How to cook Salteñas (The Bolivian dish)
Recipe Information
Salteñas
Cultural Context
Salteñas are a beloved Bolivian pastry, originating from the city of La Paz. Traditionally enjoyed as a snack or light meal, they are often filled with a savory mixture of meat, potatoes, and spices, encased in a slightly sweet dough. Salteñas are typically served hot and are a popular choice during gatherings and celebrations. Today, they can be found in various forms across Bolivia and have gained popularity in other countries, showcasing the rich culinary heritage of the region.
Mix flour and salt in a bowl.
Cut in butter until mixture resembles coarse crumbs.
Whisk eggs with water and add to flour mixture; mix until dough forms.
Knead dough on a floured surface until smooth; wrap in plastic and refrigerate for 30 minutes.
Cook ground beef in a skillet over medium heat until browned; drain excess fat.
Add chopped onion and garlic to beef; sauté until softened.
Stir in diced potatoes, peas, cumin, paprika, and chili powder; cook until potatoes are tender.

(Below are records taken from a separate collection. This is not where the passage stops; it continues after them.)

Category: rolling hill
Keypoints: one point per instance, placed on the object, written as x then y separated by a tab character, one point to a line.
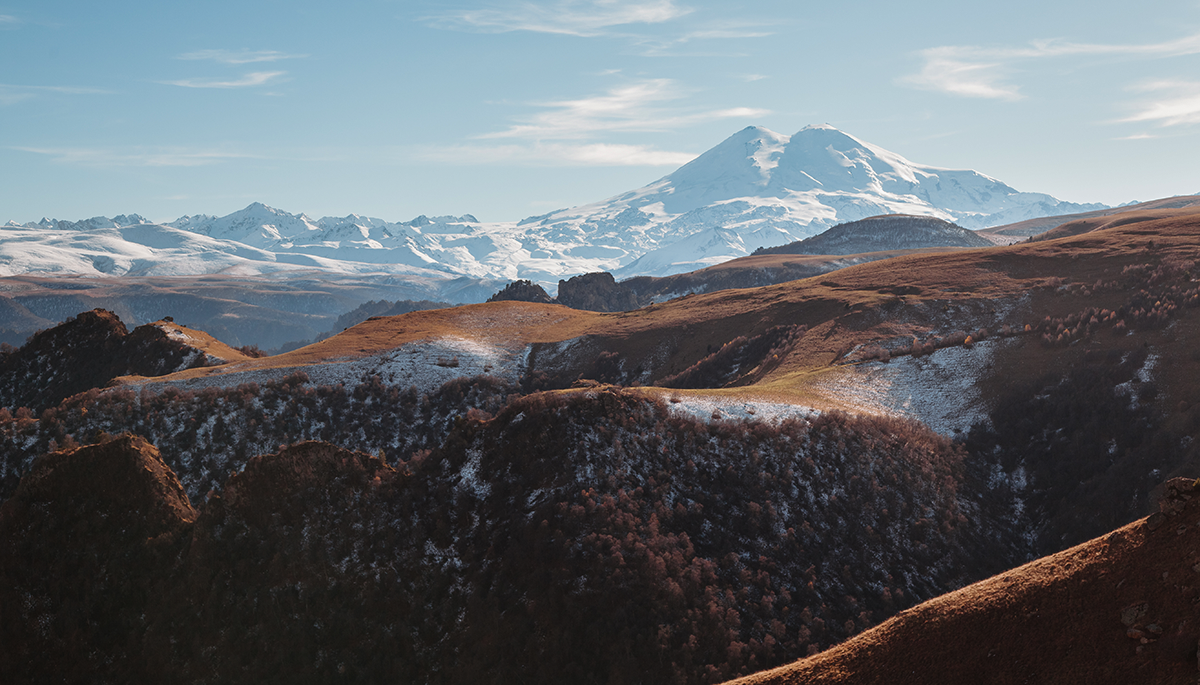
725	482
755	188
1114	610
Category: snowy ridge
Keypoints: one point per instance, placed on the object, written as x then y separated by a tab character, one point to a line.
757	188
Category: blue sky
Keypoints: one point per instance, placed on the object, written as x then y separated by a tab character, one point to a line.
507	109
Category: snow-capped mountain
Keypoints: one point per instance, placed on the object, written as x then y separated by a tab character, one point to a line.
757	188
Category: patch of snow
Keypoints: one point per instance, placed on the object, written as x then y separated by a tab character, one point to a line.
937	389
718	407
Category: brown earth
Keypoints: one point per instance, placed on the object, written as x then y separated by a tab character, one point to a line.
1042	224
1120	608
913	295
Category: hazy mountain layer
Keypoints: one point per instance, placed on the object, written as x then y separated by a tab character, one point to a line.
757	188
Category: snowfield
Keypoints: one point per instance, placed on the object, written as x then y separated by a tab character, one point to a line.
757	188
936	389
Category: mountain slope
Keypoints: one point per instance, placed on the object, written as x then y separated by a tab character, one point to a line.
91	349
1115	610
880	233
755	188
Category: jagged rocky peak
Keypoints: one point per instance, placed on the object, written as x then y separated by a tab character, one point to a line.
880	233
597	292
522	290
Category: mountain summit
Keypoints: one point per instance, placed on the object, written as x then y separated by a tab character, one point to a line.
756	188
769	188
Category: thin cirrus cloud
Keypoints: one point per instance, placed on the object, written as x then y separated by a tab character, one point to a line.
1177	103
972	71
247	80
636	107
142	157
239	56
564	132
567	17
557	155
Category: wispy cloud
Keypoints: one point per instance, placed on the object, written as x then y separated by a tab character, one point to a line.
567	17
1176	102
136	157
247	80
557	154
636	107
239	56
973	71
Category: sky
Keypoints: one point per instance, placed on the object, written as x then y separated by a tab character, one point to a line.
513	108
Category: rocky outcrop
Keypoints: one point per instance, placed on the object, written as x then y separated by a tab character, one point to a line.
522	290
882	233
87	352
597	293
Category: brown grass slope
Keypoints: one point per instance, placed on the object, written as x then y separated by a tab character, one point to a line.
1042	224
886	300
1120	608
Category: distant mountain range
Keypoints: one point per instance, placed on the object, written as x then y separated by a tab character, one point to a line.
757	188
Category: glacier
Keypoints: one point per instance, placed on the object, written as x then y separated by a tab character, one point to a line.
756	188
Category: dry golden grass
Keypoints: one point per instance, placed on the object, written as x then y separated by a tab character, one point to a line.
881	300
1074	617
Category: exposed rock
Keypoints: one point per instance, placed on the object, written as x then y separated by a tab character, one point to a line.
85	352
880	233
597	293
522	292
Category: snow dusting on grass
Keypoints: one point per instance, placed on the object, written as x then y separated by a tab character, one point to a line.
936	389
715	407
426	365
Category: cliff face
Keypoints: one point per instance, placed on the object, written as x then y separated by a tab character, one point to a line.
473	562
85	546
522	292
87	352
597	293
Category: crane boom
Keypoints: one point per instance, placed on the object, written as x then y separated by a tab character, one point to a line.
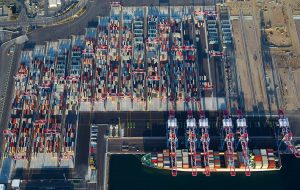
172	133
192	139
287	135
243	139
203	125
229	139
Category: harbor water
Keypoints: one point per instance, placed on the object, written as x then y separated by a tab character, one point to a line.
127	172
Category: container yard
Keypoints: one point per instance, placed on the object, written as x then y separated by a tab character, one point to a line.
39	135
128	62
154	58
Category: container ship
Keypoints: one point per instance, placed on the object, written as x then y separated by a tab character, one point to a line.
260	160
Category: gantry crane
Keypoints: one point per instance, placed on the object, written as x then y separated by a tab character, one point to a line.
243	139
192	140
204	127
229	139
172	141
287	135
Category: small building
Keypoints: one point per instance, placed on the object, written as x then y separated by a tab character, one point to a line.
54	3
4	11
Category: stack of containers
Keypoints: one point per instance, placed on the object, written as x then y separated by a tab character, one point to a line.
265	162
236	160
211	159
271	159
257	159
166	155
198	160
154	158
185	159
217	160
241	159
179	158
160	160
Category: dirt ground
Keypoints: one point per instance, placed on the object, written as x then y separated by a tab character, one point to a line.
283	36
243	77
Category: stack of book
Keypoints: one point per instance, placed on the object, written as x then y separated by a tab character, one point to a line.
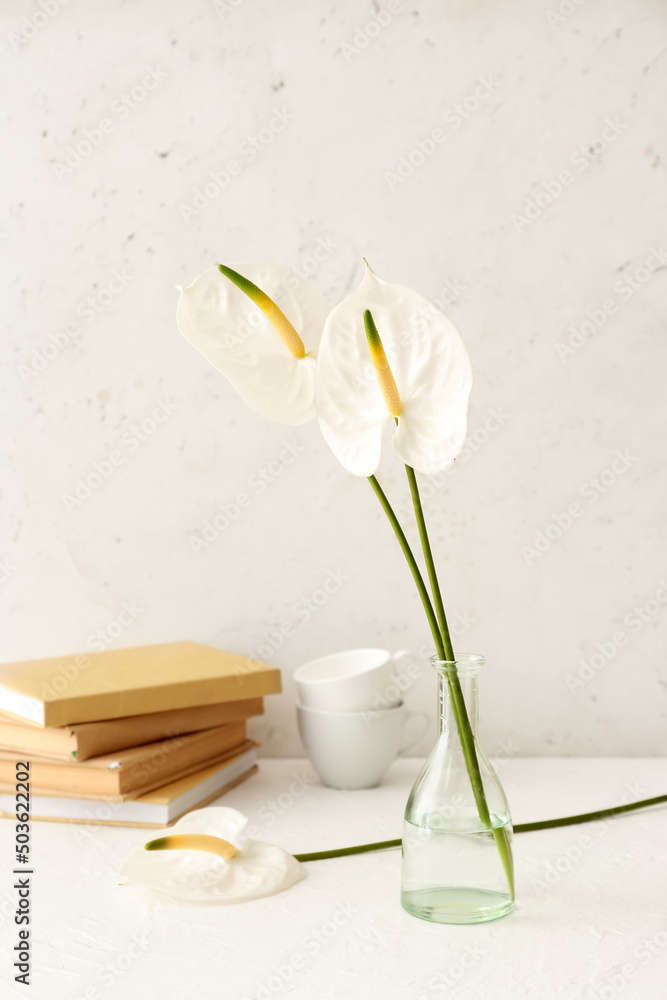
129	737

Remove from heat and mix in chopped green olives and hard-boiled eggs.
Add vinegar and sugar; season with salt to taste.
Preheat oven to 375°F (190°C).
Roll out dough on a floured surface to about 1/8 inch thick.
Cut dough into circles about 4 inches in diameter.
Place a spoonful of filling in the center of each circle.
Fold dough over filling and crimp edges to seal.
Place salteñas on a baking sheet lined with parchment paper.
Bake for 25-30 minutes or until golden brown.
Allow to cool slightly before serving.